Finally, the predictive value of the time to FET regarding the CPR was analyzed by a ROC curve (Fig. 1). The AUC was 0.507 (95%CI: 0.469–0.545), which indicates that the area under curve (AUC) analysis for this parameter was not conclusive, and the time that wait for the transfer didn’t affect the IR.

Figure 1.

ROC curve.

(0.09MB).

FETs are frequently postponed (besides the necessary wait for genetic results) in an attempt to minimize effects derived from recent ovarian simulations on window implantation (Miravet-Valenciano et al., 2015).
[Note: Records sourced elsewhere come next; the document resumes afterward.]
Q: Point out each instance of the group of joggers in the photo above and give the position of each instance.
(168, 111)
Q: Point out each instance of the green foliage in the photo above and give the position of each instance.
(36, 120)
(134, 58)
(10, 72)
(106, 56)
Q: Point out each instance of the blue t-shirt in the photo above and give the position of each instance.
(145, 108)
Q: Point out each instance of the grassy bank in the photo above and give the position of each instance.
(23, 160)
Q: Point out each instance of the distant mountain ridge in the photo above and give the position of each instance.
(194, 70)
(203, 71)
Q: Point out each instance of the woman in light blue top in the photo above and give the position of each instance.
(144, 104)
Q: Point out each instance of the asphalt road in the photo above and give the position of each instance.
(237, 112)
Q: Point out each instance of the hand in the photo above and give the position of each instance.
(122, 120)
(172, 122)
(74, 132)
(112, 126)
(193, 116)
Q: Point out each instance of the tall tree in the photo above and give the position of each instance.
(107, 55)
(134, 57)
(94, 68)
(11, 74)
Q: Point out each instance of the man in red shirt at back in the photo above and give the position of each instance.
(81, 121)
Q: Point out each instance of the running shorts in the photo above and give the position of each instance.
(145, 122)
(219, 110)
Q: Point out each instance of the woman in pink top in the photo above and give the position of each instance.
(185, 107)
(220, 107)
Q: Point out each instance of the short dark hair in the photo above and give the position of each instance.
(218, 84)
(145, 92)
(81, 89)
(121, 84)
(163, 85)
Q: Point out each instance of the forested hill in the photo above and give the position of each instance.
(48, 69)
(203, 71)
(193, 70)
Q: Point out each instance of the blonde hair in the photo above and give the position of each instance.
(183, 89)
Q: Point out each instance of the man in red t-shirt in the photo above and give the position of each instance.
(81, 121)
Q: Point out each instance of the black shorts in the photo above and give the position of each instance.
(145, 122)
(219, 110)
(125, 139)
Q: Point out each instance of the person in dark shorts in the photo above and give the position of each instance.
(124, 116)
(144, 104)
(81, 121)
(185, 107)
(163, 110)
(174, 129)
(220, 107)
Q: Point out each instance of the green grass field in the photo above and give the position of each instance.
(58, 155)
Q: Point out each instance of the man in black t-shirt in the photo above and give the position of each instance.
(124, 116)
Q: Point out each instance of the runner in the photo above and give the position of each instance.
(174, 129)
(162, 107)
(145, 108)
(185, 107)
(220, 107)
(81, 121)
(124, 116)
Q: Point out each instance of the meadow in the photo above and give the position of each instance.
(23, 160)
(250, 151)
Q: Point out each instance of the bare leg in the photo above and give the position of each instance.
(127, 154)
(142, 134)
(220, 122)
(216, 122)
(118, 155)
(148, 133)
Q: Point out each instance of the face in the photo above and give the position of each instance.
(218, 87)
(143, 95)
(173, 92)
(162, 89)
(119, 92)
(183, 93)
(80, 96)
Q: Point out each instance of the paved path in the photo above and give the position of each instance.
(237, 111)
Although this empirical decision may be well intended, the elective deferral of FETs, with no proved clinical benefit, may unnecessarily frustrate couples who wish to get pregnant quickly. In this study we proved that there are no differences in CPR, IR and MR between patients that wait to have a FET versus those that don’t. Therefore, in our opinion, postponing FETs, would only represent a potential source of stress to the patients due to discontinuation of the treatment and an increased time to pregnancy.

There is no doubt that the percentage of “freeze-all” cycles has increased mainly due to: prevention of ovarian hyperstimulation syndrome (OHSS), an increase in genetic screening at the blastocyst stage, which forces clinics to freeze all embryos while awaiting genetic results (Garcia-Herrero et al., 2016), cases of high progesterone levels at triggering and women with implantation failure who may present a displaced window of implantation (Miravet-Valenciano et al., 2015); Given all these indications, the “freeze-all” (Shapiro et al., 2011) strategy is common practice these days. Therefore, the question whether is it necessary or not to wait to schedule a future FET is worth answering.
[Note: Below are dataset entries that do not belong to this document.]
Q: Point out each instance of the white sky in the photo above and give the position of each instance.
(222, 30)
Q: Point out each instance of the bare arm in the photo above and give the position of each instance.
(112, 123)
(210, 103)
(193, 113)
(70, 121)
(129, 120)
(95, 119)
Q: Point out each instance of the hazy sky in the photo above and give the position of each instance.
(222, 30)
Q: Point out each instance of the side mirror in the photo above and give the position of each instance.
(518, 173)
There are 3 studies that have evaluated the impact of the time of the first FET on clinical outcomes. Two of them (Santos-Ribeiro et al., 2016; Ozgur et al., 2018) analyzed it after patients having a failed fresh embryo transfer. The first one, with a “good sample size” reported benefits for the immediate FET group versus the delayed one while the second one, included over 1000 patients, showed no benefit at all.

The third one, a retrospective study based on 333 FETs, analyzed the same question but with patients undergoing elective freeze-all cycles, an approach that the authors considered crucial taking in consideration that the luteal phase is considered to be substantially reduced after GnRH agonist triggering (Beckers et al., 2003; Acevedo et al., 2006) thus dispelling the empirical notion that an artificially shortened luteal phase would have a negative impact on immediate FETs (Santos-Ribeiro et al., 2016; Lattes et al., 2017).
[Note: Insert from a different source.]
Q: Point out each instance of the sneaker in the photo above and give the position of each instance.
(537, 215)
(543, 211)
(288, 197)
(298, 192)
Our study, compared to this last one presents a similar rationale considering that patients undergoing genetic screening do electively freeze-all their embryos, although this indication was not included in Santos Ribeiro study (Santos-Ribeiro et al., 2016).

Finally, the regression model and the data that derive from the ROC curve confirm that the time to perform ET does not influence the chances of getting pregnant. So we assume that ovarian stimulation does not affect endometrial receptivity, regardless of the stimulation protocol with an antagonist protocol, ovulation triggering with GnRHa or endometrial preparation, most cycles with an artificial protocol and oestrogens, and less with a natural cycle. These facts allow patients to choose when they wish to accomplish their FET when it is most convenient for them.

It is important to believe in the future of our patients and to plan strategies that maximize success. In this context, the impact of psychosocial aspects should be taken in account (among many other things). It is important to identify possible causes of burden across patients, treatments and clinic domains, and to develop tailored interventions that can be easily included in the routine practice of a fertility clinic. In our group, and until quite recently, doctors were unaware about how long it was advisable to wait after oocyte retrieval before performing FET. However, the results of this study demonstrate that it is not necessary to delay FET to obtain good clinical outcomes, and this situation will relieve negative psychological impacts on couples. The strategy of cutting waiting times should imply better treatment experiences for patients, improved and adequate time planning, and lower stress alive (Aarts et al., 2012; Van Empel et al., 2011).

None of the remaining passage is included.